Sign the DP client agreement, which defines the rights and duties of the DP and the person wishing to open the account.
Receive your client account number (Client ID).
This client id along with your DP id gives you a unique identification in the depository system.
There is no restriction on the number of DP accounts you can open. However, if your existing physical shares are in joint names, be sure to open the account in the same order of names before you submit your share certificates for demat.
Dematerialization of your existing share certificates, which are in the physical form is very easy open a demat account. You need to fill up a dematerialization request form, which is available with your DP. Submit your share certificates along with the form; (write “surrendered for demat” on the face of the certificates before submitting it for demat). Receive credit for the dematerialized shares in to your account within 15 days.
Stock index helps in measuring the market movements. Return on the index is supposed to represent return on the market i.e. the return you could get if you had the entire market in your portfolio.
An index is a market representative, which serves as an effective proxy/sample to the market against which a portfolio can be benchmarked. Indices are efficiently used in developing derivatives products like index futures and index options. For example if an investor is bullish on the banking sector, he/she can buy futures on bank index, instead of buying too many different banking shares.
An index consists of representative stocks, selected based on liquidity and market capitalization, industry representation etc. Index value is arrived at by calculating the weighted average of the prices of these stocks. Index is adjusted continuously for stock specific event like stock split, rights, bonus etc. Index is updated by replacing stocks as and when necessary to remain as market representative.
Weights in calculating indices could be Market capitalization, price or equal weight. Market capitalization weighted method is the most widely used. Sensex and Nifty are market capitalization weighted indices.
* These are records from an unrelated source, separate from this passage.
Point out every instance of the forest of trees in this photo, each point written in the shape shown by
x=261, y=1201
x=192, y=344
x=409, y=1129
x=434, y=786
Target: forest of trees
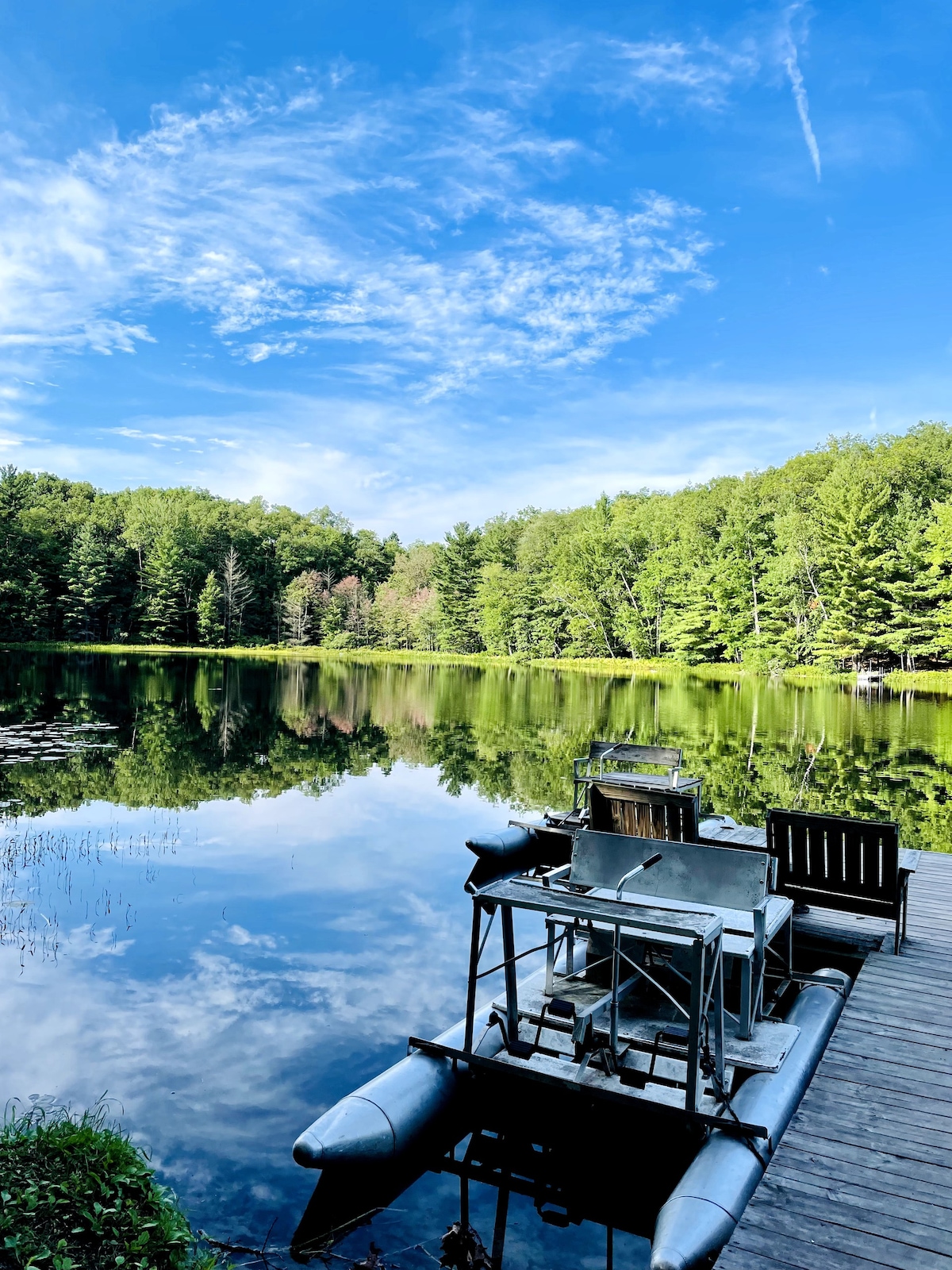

DJIA (Dow Jones Industrial Average) is price weighted index.
Bombay Stock Exchange limited or BSE is the oldest stock exchange in Asia, established in 1875. In a new face BSE is a corporate entity now. The BSE-Sensex is being tracked worldwide for investment in India. It follows “Market Capitalization Weighted” methodology.
BSE launched BSE-100 Index, the ‘BSE-200’ and the ‘DOLLEX-200’ indices to provide a better representation of the increased number of companies listed, increased market capitalization and the new industry groups. Followed by the launch of BSE-500 Index and 5 sectoral indices in 1999, BSE launched “Sector Series (90/FF)”.
BSE Auto Index
BSE Capital Goods Index
BSE Consumer Durables Index
BSE FMCG Index
BSE Healthcare Index
BSE IT Index
BSE Metal Index
BSE Oil and Gas Index
BSE Mid Cap Index
BSE Small Cap Index
The Exchange also disseminates various investment inputs like P/E Ratio, P/BV Ratio and the Dividend Yield Percentage on daily basis of all its major indices. You can also track more on these indices in https://www.bseindia.com/
NSE was promoted by leading Financial Institutions at the best interest of the Government of India and was incorporated in November 1992.
NSE first started operations in the Wholesale Debt Market (WDM) segment in June 1994, The Capital Market (Equities) in November 1994 and Derivatives segment in June 1990.
NSE has several Indices. S&P CNX Nifty being the prominent one, it consists of 50 stocks represents 25 sectors of the economy. It is owned and managed by India Index Services and Products Ltd. (IISL); joint venture of NSE and CRISIL. The index is used for benchmarking, derivatives and index funds etc. IISL manages various indices covering majority of sectors.